FRRouting / frr

The FRRouting Protocol Suite
https://frrouting.org/
Other
3.35k stars 1.25k forks source link

frr/zebra apparently not honoring --retain option #12041

Open lmiccini opened 2 years ago

lmiccini commented 2 years ago

Describe the bug

To Reproduce

This is somehow related to https://github.com/FRRouting/frr/issues/12030.

We have two vms. vm1=192.168.14.101 and vm2=192.168.14.102. Respective frr.conf:

frr defaults traditional
log file /var/log/frr/frr.log

debug bgp keepalives
debug bgp neighbor-events
debug bgp updates in
debug bgp updates out
debug bgp zebra

router bgp 65001
 bgp log-neighbor-changes
 no bgp ebgp-requires-policy
 bgp graceful-restart
 bgp graceful-restart preserve-fw-state
 neighbor 192.168.14.102 remote-as external

 address-family ipv4 unicast
  redistribute connected
 exit-address-family

and

frr version 8.3.1
frr defaults traditional
log file /var/log/frr/frr.log

debug bgp keepalives
debug bgp neighbor-events
debug bgp updates in
debug bgp updates out
debug bgp zebra

router bgp 65000
 no bgp ebgp-requires-policy
 no bgp hard-administrative-reset
 bgp graceful-restart
 bgp graceful-restart preserve-fw-state
 neighbor 192.168.14.101 remote-as external

 address-family ipv4 unicast
  redistribute connected
 exit-address-family

on vm1 we define an ip address '5.6.7.8' on lo:

[root@vm1 ~]# ip a sh lo
1: lo: <LOOPBACK,UP,LOWER_UP> mtu 65536 qdisc noqueue state UNKNOWN group default qlen 1000
    link/loopback 00:00:00:00:00:00 brd 00:00:00:00:00:00
    inet 127.0.0.1/8 scope host lo
       valid_lft forever preferred_lft forever
    inet 5.6.7.8/32 scope global lo
       valid_lft forever preferred_lft forever
    inet6 ::1/128 scope host
       valid_lft forever preferred_lft forever

similarly we define '5.6.7.9' on vm2:

[root@vm2 ~]# ip a sh lo
1: lo: <LOOPBACK,UP,LOWER_UP> mtu 65536 qdisc noqueue state UNKNOWN group default qlen 1000
    link/loopback 00:00:00:00:00:00 brd 00:00:00:00:00:00
    inet 127.0.0.1/8 scope host lo
       valid_lft forever preferred_lft forever
    inet 5.6.7.9/32 scope global lo
       valid_lft forever preferred_lft forever
    inet6 ::1/128 scope host
       valid_lft forever preferred_lft forever

we see these ips respectively advertised on the other vm:

[root@vm1 ~]# ip r |grep bgp
5.6.7.9 nhid 56 via 192.168.14.102 dev eth0 proto bgp metric 20 
[root@vm2 ~]# ip r  |grep bgp
5.6.7.8 nhid 26 via 192.168.14.101 dev eth0 proto bgp metric 20

as soon as we do "systemctl stop frr" on vm1 the route advertised by vm2 disappears:

[root@vm1 ~]# systemctl stop frr
[root@vm1 ~]# ip r |grep bgp
[root@vm1 ~]# 

it only reappears when we "systemctl start frr".

Expected behavior

We expect the --retain option to be honored and the routes not to be removed.

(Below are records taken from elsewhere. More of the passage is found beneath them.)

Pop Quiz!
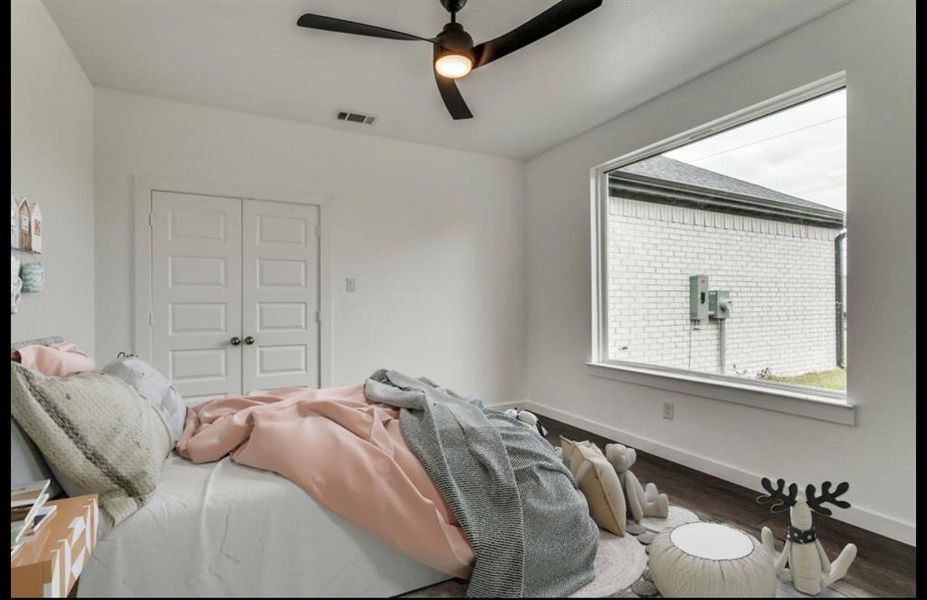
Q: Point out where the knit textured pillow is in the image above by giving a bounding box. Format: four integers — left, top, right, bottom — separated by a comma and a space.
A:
560, 437, 628, 536
10, 361, 171, 524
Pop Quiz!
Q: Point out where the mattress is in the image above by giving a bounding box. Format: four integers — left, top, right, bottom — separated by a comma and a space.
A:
78, 455, 448, 597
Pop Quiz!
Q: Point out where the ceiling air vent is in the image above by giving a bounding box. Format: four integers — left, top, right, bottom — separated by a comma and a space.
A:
335, 110, 377, 125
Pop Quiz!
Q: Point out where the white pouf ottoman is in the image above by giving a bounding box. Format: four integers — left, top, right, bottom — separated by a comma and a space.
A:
649, 523, 776, 598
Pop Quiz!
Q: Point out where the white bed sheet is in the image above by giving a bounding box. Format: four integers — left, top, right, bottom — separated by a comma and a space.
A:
78, 455, 448, 597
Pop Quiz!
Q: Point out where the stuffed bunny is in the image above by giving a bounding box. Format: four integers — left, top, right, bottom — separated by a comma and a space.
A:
605, 444, 669, 521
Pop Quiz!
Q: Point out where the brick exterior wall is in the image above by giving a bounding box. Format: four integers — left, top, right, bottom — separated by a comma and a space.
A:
608, 198, 839, 377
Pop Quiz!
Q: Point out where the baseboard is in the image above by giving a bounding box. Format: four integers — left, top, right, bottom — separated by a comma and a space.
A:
520, 402, 917, 547
486, 402, 528, 412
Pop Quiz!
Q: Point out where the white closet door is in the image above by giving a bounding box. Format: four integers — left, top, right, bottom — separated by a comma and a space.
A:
151, 192, 243, 405
242, 200, 320, 393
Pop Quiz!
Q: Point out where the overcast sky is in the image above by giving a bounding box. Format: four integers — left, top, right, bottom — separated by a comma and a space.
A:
665, 90, 847, 211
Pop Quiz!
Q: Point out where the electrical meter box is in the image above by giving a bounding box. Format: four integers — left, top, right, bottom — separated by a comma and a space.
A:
708, 290, 731, 319
689, 275, 708, 321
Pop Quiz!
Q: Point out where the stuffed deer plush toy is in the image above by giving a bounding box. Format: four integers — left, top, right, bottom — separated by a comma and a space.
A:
756, 477, 856, 595
605, 444, 669, 521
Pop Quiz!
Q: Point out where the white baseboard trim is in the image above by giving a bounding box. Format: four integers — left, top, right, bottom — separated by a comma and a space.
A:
520, 402, 917, 547
486, 402, 528, 412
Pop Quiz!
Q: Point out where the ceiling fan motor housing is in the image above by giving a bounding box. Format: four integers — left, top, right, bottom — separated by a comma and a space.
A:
435, 23, 473, 56
441, 0, 467, 12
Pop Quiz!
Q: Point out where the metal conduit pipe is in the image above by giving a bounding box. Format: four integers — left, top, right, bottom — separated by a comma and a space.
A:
834, 229, 847, 369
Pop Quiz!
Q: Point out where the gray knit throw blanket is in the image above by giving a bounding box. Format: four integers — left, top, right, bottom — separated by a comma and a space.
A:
365, 369, 598, 598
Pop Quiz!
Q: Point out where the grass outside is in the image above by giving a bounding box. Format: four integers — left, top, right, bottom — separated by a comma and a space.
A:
763, 369, 847, 391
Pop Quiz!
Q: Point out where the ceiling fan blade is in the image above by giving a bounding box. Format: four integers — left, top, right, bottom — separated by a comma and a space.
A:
434, 46, 473, 121
296, 13, 436, 44
473, 0, 602, 69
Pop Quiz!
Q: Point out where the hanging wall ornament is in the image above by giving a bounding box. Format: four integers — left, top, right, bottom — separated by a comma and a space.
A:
29, 202, 42, 254
10, 254, 23, 315
19, 263, 45, 293
19, 198, 32, 250
10, 192, 19, 248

We run zebra with -r:

[root@vm1 ~]# ps -ef |grep frr
root       17698       1  0 14:22 ?        00:00:00 /usr/lib/frr/watchfrr -d -F traditional zebra bgpd staticd
frr        17711       1  0 14:22 ?        00:00:00 /usr/lib/frr/zebra -d -F traditional -A 127.0.0.1 -s 90000000 -r
frr        17716       1  0 14:22 ?        00:00:00 /usr/lib/frr/bgpd -d -F traditional -A 127.0.0.1
frr        17722       1  0 14:22 ?        00:00:00 /usr/lib/frr/staticd -d -F traditional -A 127.0.0.1

Screenshots

Versions

Additional context

lmiccini commented 2 years ago

We also tried (did not help): bgp graceful-restart restart-time 20

or bgp graceful-restart restart-time 0 bgp long-lived-graceful-restart stale-time 15

these made it (randomly) work like 10% of the times.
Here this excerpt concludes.